With so many flavor-forward ingredients, this dish is flexible while still maintaining its bold identity.

Aromatic and Creamy Coconut Rice

The coconut rice is more than just a side—it’s a creamy, fragrant anchor that complements the spicy pork beautifully. Cooked with jasmine rice and full-fat coconut milk, it delivers subtle sweetness and a rich texture that soaks up the pork’s flavorful juices. A touch of salt and sugar balances the coconut’s natural richness, while the aromatic nature of jasmine rice enhances the tropical feel.

You can prepare coconut rice on the stovetop, in a rice cooker, or even in an Instant Pot. It also holds well in the fridge, making it a perfect base for leftovers or repurposed meals.

Garnish Game: Texture and Brightness

Don’t skip the toppings—they’re essential to the dish’s character. Fresh herbs like cilantro, Thai basil, or mint provide a cooling contrast to the caramelized pork and sriracha heat.
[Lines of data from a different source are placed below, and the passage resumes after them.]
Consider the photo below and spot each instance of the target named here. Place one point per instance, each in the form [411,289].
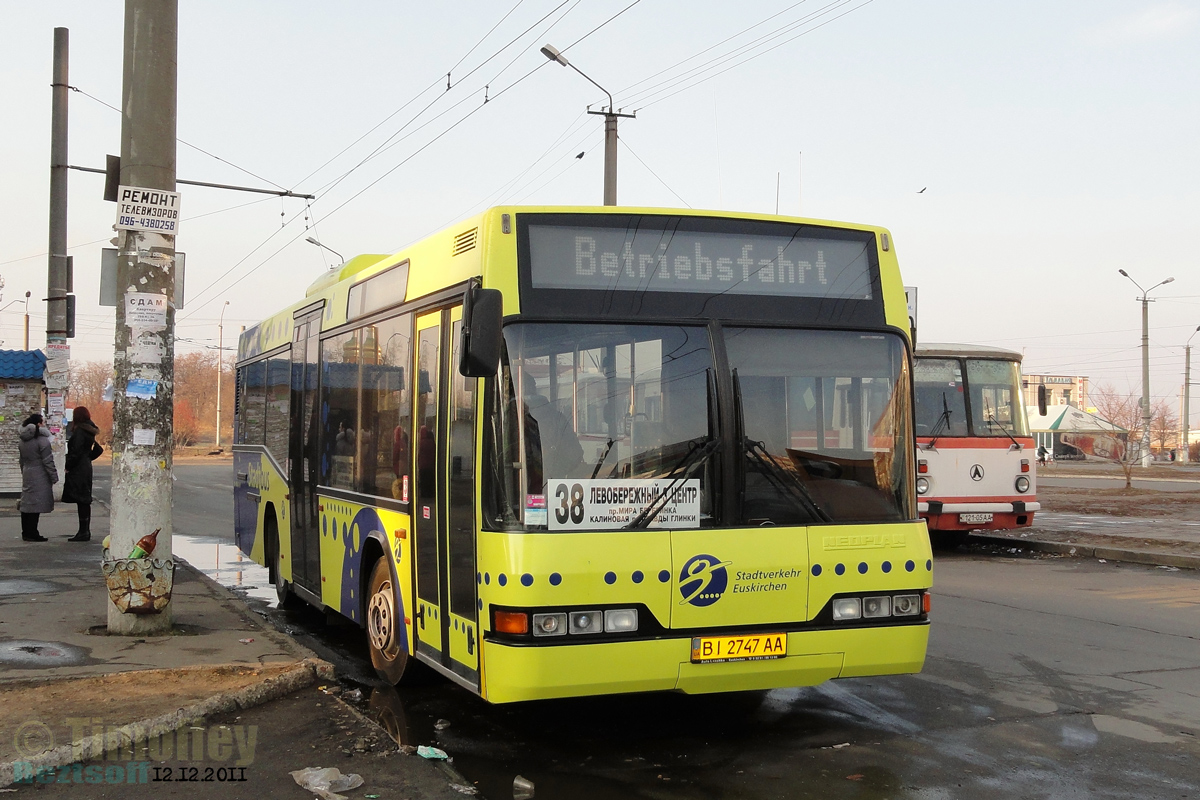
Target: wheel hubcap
[381,619]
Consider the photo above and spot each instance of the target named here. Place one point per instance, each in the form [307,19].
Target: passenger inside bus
[552,449]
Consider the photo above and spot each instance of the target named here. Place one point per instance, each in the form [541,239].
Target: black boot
[84,534]
[29,528]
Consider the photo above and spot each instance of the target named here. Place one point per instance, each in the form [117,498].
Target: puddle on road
[29,654]
[24,587]
[221,560]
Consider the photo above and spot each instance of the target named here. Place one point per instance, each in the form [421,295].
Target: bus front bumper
[541,672]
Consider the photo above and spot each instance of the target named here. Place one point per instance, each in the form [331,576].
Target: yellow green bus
[570,451]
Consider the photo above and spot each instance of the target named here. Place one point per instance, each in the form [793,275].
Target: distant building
[1066,390]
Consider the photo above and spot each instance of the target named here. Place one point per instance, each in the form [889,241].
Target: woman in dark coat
[82,450]
[37,476]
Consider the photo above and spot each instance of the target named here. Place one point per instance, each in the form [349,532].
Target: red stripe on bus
[973,443]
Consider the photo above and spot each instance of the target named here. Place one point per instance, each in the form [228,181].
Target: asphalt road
[1117,481]
[1045,678]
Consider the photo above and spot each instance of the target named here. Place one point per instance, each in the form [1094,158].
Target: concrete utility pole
[1145,365]
[610,127]
[58,283]
[220,368]
[1187,396]
[145,348]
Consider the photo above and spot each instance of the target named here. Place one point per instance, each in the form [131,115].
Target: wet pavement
[1044,679]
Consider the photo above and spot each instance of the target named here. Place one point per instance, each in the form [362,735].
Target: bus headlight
[550,624]
[846,608]
[587,623]
[621,620]
[906,605]
[874,607]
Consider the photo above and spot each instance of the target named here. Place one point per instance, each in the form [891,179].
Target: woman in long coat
[82,450]
[37,476]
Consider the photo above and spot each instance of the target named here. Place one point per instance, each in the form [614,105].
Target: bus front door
[303,455]
[444,528]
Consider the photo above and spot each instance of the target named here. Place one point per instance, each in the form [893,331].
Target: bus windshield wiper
[787,483]
[696,457]
[943,423]
[991,417]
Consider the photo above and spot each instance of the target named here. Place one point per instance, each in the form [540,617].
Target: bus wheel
[383,630]
[282,589]
[947,540]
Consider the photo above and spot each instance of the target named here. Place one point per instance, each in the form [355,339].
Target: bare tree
[1123,410]
[1164,426]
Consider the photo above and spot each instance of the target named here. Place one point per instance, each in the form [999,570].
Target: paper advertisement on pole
[613,504]
[145,311]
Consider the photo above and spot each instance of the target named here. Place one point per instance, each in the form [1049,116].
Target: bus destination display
[640,259]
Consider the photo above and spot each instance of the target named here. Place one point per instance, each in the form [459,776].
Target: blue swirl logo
[703,579]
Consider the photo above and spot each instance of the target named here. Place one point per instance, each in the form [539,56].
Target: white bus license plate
[738,648]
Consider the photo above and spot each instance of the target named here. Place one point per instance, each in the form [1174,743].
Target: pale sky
[1057,143]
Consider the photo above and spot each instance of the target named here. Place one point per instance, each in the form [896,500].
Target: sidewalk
[70,692]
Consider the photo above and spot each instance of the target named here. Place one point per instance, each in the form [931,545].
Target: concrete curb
[304,674]
[1153,558]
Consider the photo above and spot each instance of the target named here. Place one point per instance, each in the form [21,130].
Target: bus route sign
[147,209]
[576,504]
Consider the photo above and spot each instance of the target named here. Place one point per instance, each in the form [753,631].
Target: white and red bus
[976,461]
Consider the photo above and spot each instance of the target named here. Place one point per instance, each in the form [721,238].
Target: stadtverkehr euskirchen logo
[703,579]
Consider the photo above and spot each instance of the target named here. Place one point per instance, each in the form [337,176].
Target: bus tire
[388,656]
[282,588]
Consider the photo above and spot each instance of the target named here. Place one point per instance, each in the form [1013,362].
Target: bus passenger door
[426,487]
[445,499]
[303,455]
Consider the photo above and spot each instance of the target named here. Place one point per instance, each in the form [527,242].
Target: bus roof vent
[465,241]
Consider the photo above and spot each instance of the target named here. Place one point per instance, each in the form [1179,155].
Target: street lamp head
[552,53]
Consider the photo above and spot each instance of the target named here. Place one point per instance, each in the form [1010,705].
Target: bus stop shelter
[1071,433]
Chopped peanuts add a toasty crunch, and lime wedges deliver that extra citrus burst that enhances every bite. Scallion greens bring freshness and a subtle bite that echoes the aromatics used in the base.
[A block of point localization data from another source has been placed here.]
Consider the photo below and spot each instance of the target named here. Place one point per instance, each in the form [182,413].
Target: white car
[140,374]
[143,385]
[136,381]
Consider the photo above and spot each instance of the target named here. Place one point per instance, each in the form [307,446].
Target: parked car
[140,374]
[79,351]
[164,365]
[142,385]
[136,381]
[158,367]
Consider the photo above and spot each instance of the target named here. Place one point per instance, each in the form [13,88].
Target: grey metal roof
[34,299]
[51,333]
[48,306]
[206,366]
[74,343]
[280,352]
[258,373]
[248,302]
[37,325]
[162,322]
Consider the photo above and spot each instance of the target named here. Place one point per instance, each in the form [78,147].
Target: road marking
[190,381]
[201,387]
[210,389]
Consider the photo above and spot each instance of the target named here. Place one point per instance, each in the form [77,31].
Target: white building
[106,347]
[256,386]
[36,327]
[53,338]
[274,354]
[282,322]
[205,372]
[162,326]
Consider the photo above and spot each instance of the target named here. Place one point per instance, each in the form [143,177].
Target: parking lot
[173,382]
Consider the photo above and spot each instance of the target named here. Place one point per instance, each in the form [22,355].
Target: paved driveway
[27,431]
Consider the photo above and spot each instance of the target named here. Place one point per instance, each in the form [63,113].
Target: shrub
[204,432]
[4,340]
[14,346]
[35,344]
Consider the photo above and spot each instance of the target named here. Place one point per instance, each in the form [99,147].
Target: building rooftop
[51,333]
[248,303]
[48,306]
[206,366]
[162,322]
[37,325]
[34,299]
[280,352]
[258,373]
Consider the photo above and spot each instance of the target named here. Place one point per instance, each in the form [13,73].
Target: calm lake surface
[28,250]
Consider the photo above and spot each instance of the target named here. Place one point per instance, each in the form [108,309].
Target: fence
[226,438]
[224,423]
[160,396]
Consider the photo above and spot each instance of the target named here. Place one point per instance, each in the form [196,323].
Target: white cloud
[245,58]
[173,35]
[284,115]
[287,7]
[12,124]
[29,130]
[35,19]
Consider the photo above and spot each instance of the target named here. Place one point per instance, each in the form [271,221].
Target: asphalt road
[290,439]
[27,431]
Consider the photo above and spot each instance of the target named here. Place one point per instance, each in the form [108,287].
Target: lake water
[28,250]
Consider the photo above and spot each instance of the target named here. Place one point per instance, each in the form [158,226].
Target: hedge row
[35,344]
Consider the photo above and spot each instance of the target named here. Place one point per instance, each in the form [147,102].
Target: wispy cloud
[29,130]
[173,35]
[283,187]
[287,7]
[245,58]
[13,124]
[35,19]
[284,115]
For added flair, you can also top with:

  • Shredded coconut (toasted for extra aroma)

  • Fried shallots for an extra crunchy finish

  • Pickled red onions for a tangy pop

  • Sesame seeds for a nutty note

Each element adds its own flair, making every plate a mix of vibrant flavors and satisfying textures.

Serving Suggestions

This dish is fantastic on its own, but it also works as part of a broader spread:

  • Serve alongside a cucumber salad with rice vinegar and sesame oil for contrast.

  • Pair with a simple soup like miso broth or Thai-inspired coconut soup.

  • Add stir-fried veggies like bok choy, snap peas, or bell peppers to boost the veggie count.

  • Turn it into lettuce wraps for a low-carb, handheld version.

  • Use the pork as a taco filling with cabbage slaw and extra lime crema for fusion flair.

The adaptability of the ginger lime pork means it can be repurposed in creative ways throughout the week.

Tips for Best Results

  • Use high heat: Cooking the aromatics and pork quickly at high heat ensures the flavors develop fast and the pork caramelizes instead of steaming.

  • Don’t overcrowd the pan: Give the pork room to brown properly—work in batches if necessary.

  • Taste and balance: Adjust lime juice, sugar, and sriracha at the end to suit your taste preferences.

  • Prep ahead: Mince the garlic and ginger and pre-slice scallions to streamline cooking.

  • Let the pork rest: After cooking, let the pork sit for a couple of minutes off the heat to absorb flavor and moisture.

Make-Ahead and Storage

Ginger Lime Pork holds up well for meal prep. Store pork and coconut rice in separate airtight containers in the refrigerator for up to 4 days. Reheat gently on the stovetop or in the microwave with a splash of water or lime juice to rehydrate.

The pork also freezes well. Allow it to cool completely before portioning and freezing for up to 3 months. Defrost in the fridge overnight and reheat as desired.

Leftovers can be reinvented into fried rice, stuffed into wraps, or served over noodles for variation.

Conclusion

Ginger Lime Pork with Coconut Rice is a bold and balanced meal that proves quick dinners don’t have to be boring. Packed with zesty lime, aromatic ginger and garlic, a touch of sweetness, and a hint of spice, this 30-minute dish is satisfying, nourishing, and restaurant-level delicious. Whether you’re cooking for your family, meal prepping for the week, or looking for a new twist on ground pork, this recipe delivers flavor and ease in equal measure. With creamy coconut rice and a customizable list of toppings, it’s the kind of weeknight winner you’ll want to make again and again.